We have yet to see any large-scale tabnabbing attacks against unsuspecting internet users. It looks like, for the time being, at least, the crooks prefer to use more traditional schemes for stealing people's credentials. It's not easy to justify this decision.

Indeed, tabnabbing involves compromising a website and injecting code into it, which makes it more of a technical challenge. At the same time, however, the social engineering involved in the classic phishing campaigns is absent in this case. Perhaps most of the crooks are happy with the results of the tried and tested methods and reckon that the additional innovation is not worth the effort. That being said, you mustn't underestimate the threat.

What can you do to protect yourself from tabnabbing?

Obviously, a tabnabbing attack can only work against users who don't have the habit of closing their inactive tabs. Unfortunately, for many people, using fewer tabs is easier said than done. Nevertheless, better tab management can always help. Experts advise on using multiple browser windows and arranging different sets of tasks in them. While not foolproof, it might just help you spot something suspicious.

From a technical perspective, you can try using an extension like No Script to block any potentially malicious code from silently refreshing pages and loading bogus login forms.

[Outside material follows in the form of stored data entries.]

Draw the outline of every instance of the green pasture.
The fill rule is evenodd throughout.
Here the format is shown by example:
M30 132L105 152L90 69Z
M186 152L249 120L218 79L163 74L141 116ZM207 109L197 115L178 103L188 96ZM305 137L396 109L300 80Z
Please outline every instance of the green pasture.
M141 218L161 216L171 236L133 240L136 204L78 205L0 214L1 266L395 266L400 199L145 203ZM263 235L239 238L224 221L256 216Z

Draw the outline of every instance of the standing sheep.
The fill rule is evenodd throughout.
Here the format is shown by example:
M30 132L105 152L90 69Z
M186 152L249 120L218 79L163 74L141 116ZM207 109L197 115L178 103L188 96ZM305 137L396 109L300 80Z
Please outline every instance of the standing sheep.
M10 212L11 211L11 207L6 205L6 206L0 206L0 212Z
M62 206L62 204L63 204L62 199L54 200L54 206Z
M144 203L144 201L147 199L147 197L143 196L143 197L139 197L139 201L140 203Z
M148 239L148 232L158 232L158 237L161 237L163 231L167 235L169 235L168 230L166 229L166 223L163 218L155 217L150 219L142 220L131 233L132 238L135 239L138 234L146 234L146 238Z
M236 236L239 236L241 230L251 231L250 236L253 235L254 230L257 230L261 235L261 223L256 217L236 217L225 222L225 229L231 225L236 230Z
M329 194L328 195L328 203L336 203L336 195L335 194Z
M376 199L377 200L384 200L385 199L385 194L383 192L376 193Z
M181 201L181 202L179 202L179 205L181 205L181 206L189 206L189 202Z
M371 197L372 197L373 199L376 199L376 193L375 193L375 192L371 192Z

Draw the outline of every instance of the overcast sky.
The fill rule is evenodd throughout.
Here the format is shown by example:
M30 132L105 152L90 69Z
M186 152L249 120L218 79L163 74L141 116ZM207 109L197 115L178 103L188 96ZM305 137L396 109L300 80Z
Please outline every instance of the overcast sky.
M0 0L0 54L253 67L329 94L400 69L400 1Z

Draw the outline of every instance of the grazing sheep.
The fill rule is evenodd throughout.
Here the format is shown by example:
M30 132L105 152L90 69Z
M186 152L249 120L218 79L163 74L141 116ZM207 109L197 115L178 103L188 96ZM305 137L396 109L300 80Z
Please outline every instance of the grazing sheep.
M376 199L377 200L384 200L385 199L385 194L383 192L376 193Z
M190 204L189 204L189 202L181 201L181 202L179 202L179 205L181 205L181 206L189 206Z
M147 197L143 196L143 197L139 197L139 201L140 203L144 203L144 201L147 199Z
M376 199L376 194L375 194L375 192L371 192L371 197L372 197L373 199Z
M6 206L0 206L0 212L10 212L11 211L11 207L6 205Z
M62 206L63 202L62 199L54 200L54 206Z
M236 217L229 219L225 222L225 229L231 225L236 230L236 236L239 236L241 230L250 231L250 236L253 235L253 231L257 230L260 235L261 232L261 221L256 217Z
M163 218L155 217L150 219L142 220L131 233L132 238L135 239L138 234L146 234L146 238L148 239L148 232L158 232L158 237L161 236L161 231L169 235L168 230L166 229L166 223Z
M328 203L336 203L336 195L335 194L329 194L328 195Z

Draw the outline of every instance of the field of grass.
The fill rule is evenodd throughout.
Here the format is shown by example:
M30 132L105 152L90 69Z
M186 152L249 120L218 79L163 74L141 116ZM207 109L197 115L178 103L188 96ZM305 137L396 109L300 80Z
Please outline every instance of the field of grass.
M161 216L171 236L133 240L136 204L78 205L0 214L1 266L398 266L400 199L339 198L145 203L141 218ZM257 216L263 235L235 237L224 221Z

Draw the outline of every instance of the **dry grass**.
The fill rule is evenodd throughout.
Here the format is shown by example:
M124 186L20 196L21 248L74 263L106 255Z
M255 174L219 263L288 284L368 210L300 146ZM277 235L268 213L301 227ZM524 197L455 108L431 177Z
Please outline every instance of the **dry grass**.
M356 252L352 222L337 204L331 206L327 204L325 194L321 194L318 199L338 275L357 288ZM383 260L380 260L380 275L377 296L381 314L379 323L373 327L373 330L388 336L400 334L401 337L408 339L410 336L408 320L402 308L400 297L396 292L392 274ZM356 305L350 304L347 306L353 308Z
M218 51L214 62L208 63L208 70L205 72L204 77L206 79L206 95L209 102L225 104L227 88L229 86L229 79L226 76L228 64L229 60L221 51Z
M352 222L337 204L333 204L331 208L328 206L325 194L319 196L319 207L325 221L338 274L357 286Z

If you let it block all JavaScript code, however, many of your favorite websites won't function properly, and for the majority of users, manually selecting which scripts need to be stopped is too difficult.

The thing that can really save you is your own attention to detail. As we mentioned already, a tabnabbing attack relies on a fake login form, and the good thing about fake login forms is that they can't be hosted on the domain they are trying to impersonate. If you establish the habit of double-checking the address bar of your browser before entering your username and password, you have a good chance of protecting yourself from both tabnabbing and from more traditional phishing.